Step 5: Run functions and get results
Based on the arguments generated by the model, you pass them to the respective function to execute and get the results.
function_name = tool_call("name") # Extracting the name of the tool (function) from the tool_call dictionary.
arguments = tool_call("arguments") # Extracting the arguments for the function from the tool_call dictionary.
temperature = get_current_temperature(**arguments) # Calling the "get_current_temperature" function with the extracted arguments.
messages.append({"role": "tool", "tool_call_id": tool_call_id, "name": "get_current_temperature", "content": str(temperature)})
Step 6: Generate the final response based on the result of the function
## Now this list contains all the information : query and function details, function execution details and the output of the function
print(messages)
Production
Prepare the message to pass complete information to the model
inputs = tokenizer.apply_chat_template(
messages,
add_generation_prompt=True,
return_dict=True,
return_tensors="pt"
)
inputs = {k: v.to(model.device) for k, v in inputs.items()}
The model generates the final answer
Finally, the model generates the final response based on the entire conversation that starts with the user's query and displays it to the user.
- tickets – Unpacks the input dictionary, which contains tokenized data that the model needs to generate text.
- max_new_tokens=128: Limits the generated response to a maximum of 128 new tokens, preventing the model from generating excessively long responses.
outputs = model.generate(**inputs, max_new_tokens=128)
final_response = tokenizer.decode(outputs(0)(len(inputs("input_ids")(0)):),skip_special_tokens=True)
## Final response
print(final_response)
Production: The current temperature in Delhi is 30 degrees Celsius.
Conclusion
We created our first agent that can give us real-time temperature statistics around the world! Of course, we use a random temperature as the default, but you can connect it to weather APIs that get real-time data.
Technically speaking, based on the user's natural language query, we were able to obtain the necessary arguments from the LLM to execute the function, obtain the results, and then generate a natural language response from the LLM.
What if we wanted to know other factors such as wind speed, humidity and UV index? : We just need to define the functions for those factors and pass them into the tools chat template argument. In this way, we can create a complete weather agent that has access to real-time weather information.
Key takeaways
- ai agents leverage LLMs to autonomously perform tasks in various fields.
- Integrating function calls with LLM enables automation and structured decision making.

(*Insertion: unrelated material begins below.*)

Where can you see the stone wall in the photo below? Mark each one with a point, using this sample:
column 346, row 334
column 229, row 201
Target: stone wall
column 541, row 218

- Mistral 7B is an effective model for implementing function calls in real-world applications.
- Developers can define functions using JSON schemas, allowing LLMs to generate the necessary arguments efficiently.

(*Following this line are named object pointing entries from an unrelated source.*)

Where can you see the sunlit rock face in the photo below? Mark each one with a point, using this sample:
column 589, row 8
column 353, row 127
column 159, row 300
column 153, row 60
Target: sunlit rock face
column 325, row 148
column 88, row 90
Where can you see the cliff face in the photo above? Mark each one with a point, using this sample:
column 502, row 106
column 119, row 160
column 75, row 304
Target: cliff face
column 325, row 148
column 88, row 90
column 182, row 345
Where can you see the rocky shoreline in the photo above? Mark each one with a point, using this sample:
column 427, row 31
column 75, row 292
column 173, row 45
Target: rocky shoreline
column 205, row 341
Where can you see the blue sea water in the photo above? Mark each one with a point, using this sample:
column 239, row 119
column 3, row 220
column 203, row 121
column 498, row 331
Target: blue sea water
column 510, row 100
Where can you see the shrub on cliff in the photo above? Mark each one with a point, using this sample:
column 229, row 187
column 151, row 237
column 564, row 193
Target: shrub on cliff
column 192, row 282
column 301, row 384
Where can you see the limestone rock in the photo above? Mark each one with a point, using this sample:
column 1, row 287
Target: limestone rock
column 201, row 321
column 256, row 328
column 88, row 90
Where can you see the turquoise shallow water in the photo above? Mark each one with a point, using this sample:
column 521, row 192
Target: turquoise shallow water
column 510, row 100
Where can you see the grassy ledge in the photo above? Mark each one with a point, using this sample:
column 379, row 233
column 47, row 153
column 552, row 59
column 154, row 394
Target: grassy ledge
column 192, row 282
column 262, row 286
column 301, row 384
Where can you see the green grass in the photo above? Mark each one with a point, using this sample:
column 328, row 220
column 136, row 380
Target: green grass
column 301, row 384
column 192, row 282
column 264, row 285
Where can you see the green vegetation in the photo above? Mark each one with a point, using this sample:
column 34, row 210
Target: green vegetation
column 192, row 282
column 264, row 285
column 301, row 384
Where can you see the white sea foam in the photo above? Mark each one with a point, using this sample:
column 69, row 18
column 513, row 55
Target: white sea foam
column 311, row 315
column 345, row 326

- ai agents can obtain real-time information, such as weather updates, improving user interactions.
- You can easily add new features to expand the capabilities of ai agents across multiple domains.
Frequently asked questions
A. Function calling in LLM allows the model to execute predefined functions based on user prompts, allowing for structured interactions with external systems or APIs.
A. Mistral 7B excels at instruction following tasks and can generate function arguments autonomously, making it suitable for applications requiring real-time data retrieval.
A. JSON schemas define the structure of functions used by LLMs, allowing models to understand and generate the necessary arguments for those functions based on user input.
The media shown in this article is not the property of Analytics Vidhya and is used at the author's discretion.